5.      See the text of the decision.

(see paras 146, 209, 282)

6.      See the text of the decision.

(see para. 206)

7.      See the text of the decision.

(see paras 220, 221)

8.      In competition matters, when fixing the amount of the fines, regard must be had to all the factors capable of affecting the assessment of the gravity of the infringements, such as, in particular, the role played by each of the parties to the infringement and the threat that infringements of this type pose to the objectives of the EU. Where an infringement has been committed by several undertakings, the relative gravity of the participation of each of them must be examined.

In that regard, the fact that an undertaking has not taken part in all aspects of an anti-competitive scheme or that it played a minor role in the aspects in which it did participate must be taken into consideration when the gravity of the infringement is assessed and, where appropriate, when the fine is determined.
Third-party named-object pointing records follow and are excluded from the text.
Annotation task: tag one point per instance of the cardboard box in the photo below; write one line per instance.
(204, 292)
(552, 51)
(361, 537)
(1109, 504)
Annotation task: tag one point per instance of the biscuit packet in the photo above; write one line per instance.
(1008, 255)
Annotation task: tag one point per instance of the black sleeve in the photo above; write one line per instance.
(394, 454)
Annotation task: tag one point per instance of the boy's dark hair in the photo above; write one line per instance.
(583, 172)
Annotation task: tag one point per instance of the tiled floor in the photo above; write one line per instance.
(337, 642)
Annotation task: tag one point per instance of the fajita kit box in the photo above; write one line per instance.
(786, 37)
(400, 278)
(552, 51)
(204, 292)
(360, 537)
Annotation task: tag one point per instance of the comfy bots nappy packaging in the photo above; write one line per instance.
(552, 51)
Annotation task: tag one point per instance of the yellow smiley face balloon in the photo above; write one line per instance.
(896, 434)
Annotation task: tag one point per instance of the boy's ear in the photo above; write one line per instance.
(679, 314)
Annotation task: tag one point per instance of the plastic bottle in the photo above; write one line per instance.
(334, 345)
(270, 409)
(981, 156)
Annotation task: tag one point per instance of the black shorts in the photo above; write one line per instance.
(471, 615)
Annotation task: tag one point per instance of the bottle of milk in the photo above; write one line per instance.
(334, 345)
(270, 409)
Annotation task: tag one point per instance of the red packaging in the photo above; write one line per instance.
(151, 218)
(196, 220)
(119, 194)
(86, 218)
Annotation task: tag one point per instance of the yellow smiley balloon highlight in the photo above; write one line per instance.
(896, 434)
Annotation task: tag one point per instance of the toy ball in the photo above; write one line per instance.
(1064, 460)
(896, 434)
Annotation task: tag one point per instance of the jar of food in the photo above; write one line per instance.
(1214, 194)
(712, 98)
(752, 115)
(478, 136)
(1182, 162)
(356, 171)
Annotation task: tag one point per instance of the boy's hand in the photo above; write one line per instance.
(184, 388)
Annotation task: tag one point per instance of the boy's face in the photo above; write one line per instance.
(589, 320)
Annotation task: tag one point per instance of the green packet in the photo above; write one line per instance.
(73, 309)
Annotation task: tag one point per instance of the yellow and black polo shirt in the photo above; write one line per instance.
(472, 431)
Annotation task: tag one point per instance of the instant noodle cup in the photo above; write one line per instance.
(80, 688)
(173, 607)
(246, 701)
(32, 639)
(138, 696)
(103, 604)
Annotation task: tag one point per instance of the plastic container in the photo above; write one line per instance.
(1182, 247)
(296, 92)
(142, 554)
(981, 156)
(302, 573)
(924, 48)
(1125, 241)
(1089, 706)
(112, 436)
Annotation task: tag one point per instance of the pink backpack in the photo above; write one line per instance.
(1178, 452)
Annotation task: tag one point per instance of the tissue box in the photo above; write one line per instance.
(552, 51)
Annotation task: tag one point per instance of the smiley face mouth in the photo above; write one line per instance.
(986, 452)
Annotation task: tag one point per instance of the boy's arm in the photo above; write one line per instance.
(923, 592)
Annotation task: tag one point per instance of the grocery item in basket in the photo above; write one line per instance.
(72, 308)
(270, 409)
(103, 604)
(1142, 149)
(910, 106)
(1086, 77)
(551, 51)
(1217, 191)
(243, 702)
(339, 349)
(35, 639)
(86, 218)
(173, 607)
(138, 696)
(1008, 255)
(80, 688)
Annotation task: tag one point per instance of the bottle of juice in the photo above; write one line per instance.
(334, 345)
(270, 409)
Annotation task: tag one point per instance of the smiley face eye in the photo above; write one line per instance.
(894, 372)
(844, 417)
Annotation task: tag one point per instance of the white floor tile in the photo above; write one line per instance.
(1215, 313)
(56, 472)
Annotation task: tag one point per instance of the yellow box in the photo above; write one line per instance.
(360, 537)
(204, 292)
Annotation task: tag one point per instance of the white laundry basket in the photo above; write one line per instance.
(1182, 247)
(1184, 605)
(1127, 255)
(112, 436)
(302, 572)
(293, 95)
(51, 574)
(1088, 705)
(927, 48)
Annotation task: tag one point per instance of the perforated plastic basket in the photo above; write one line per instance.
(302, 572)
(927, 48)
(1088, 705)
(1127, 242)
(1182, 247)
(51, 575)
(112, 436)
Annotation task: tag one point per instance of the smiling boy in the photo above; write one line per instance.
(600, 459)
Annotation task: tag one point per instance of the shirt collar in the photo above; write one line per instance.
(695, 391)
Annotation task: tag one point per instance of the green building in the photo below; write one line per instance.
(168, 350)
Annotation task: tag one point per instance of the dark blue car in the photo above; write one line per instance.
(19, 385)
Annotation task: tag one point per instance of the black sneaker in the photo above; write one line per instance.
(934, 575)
Moreover, in the calculation of the amount of fines imposed on undertakings which have participated in an infringement, differentiated treatment of the undertakings concerned is inherent in the exercise of the Commission’s power in that area. In exercising its discretion, the Commission is required to fit the penalty to the individual conduct and specific characteristics of the undertakings concerned in order to ensure that, in each case, the rules of EU competition law are fully effective.

Furthermore, the principle of proportionality requires that the measures adopted by the institutions must not exceed what is appropriate and necessary for attaining the objective pursued. In the context of calculating fines, the gravity of infringements has to be determined by reference to numerous factors and it is important not to confer on one or other of those factors an importance which is disproportionate in relation to other factors. In that context, the principle of proportionality requires the Commission to set the fine proportionately to the factors taken into account for the purpose of assessing the gravity of the infringement and also to apply those factors in a way which is consistent and objectively justified.

(see paras 254-257)

9.      See the text of the decision.

(see para. 267)

10.    See the text of the decision.

(see paras 291, 294, 296-300)

11.    In competition law matters, the unlimited jurisdiction conferred on the General Court by Article 31 of Regulation No 1/2003 in accordance with Article 261 TFEU authorises that Court, in addition to carrying out a simple review of the legality of the penalty, which merely permits dismissal of the action for annulment or annulment of the contested measure, to substitute its own appraisal for the Commission’s and, consequently, to vary the contested measure, even without annulling it, and, taking into account all of the factual circumstances, to amend, in particular, the fine imposed where it is requested to appraise the amount of the fine.

Furthermore, under Article 23(3) of Regulation No 1/2003, in fixing the amount of the fine, regard is to be had both to the gravity and to the duration of the infringement. In order to determine the amount of a fine, it is necessary to take account of the duration of the infringements and of all the factors capable of affecting the assessment of their gravity, such as the conduct of each of the undertakings, the role played by each of them in the establishment of the concerted practices, the profit which they were able to derive from those practices, their size, the value of the goods concerned and the threat that infringements of that type pose to the European Union. In that regard, objective factors such as the content and duration of the anti-competitive conduct, the number of incidents and their intensity, the extent of the market affected and the damage to the economic public order must be taken into account. The analysis must also take into consideration the relative importance and market share of the undertakings responsible and also any repeated infringements.

The fixing of a fine by the EU judicature is not an arithmetically precise exercise. The Court is not bound by the Commission’s calculations, or by its Guidelines, when it exercises its unlimited jurisdiction, but must carry out its own appraisal, taking all the circumstances of the case into account.